Косуля вздрогнула. Побежала. Они скрылись среди берез. Мелькнули в дальнем углу болота и, резко изменив направление, помчались прямо на Ксюшу. Впереди, большими прыжками, почти не касаясь земли, бежала косуля. Она закинула голову на спину и пружинно несла на тонких ногах свое гибкое рыжее тело.
– Гха-ау, гха-ау, – раздалось совсем рядом с Ксюшей, и косули скрылись.
– Вот тебе и охота, – развела руками Ксюша. – Пролупоглазила. За это меня еще Вавила журил. А мне насмотреться надо. У меня глаза ненасытные.

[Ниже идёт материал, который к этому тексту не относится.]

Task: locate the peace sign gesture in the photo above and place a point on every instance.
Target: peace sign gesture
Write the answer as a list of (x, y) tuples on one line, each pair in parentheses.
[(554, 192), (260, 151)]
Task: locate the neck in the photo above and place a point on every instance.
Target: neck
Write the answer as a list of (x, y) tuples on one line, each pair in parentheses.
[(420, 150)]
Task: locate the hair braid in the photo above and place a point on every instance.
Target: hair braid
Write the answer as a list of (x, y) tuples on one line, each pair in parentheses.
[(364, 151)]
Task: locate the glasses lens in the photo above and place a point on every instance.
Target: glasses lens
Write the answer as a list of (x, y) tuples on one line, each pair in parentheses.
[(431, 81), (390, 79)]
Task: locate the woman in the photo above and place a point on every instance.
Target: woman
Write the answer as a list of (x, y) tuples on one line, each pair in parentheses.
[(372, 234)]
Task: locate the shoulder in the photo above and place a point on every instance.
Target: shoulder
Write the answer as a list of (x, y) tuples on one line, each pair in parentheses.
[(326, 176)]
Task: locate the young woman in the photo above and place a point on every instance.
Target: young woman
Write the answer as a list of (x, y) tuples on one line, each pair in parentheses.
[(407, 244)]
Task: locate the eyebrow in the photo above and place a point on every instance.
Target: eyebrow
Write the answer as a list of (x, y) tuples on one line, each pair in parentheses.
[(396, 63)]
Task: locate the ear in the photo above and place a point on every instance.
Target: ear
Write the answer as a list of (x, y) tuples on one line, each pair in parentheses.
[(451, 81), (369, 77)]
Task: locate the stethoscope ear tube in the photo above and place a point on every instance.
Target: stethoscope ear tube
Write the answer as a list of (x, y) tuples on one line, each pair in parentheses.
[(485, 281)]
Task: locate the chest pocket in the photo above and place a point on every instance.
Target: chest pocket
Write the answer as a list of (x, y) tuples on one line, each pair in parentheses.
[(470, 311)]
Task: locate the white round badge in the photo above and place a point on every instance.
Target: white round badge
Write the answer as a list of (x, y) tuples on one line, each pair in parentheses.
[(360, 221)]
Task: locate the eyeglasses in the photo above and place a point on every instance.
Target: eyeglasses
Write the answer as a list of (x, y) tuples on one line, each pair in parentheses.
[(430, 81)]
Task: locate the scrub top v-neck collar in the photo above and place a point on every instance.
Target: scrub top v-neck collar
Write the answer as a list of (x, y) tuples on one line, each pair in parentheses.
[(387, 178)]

Больше в этот день она не пыталась охотиться.
Утром, чуть заалела над горами полоска неба, Ксюша уже сидела у трех берез. Стлались над болотом седые пряди тумана. С гор тянуло сыростью, запахом пихт, можжевельника и медовым ароматом карликовых берез. Ксюша любила утренний запах тайги, всегда чем-то новый, всегда освежающий, прогоняющий самые черные думы.
Как вчера, мелькнуло впереди темное пятно.
«Вот тебе раз», – чуть не вскрикнула от удивления Ксюша и быстрым движением схватилась за ножны, проверила, легко ли вынимается нож. Прямо на нее, опустив голову к самой земле, шел вразвалку медведь. Огромный. Наверно, старик. Уже не бурый, а зеленовато-желтый, как лист осенней ольхи.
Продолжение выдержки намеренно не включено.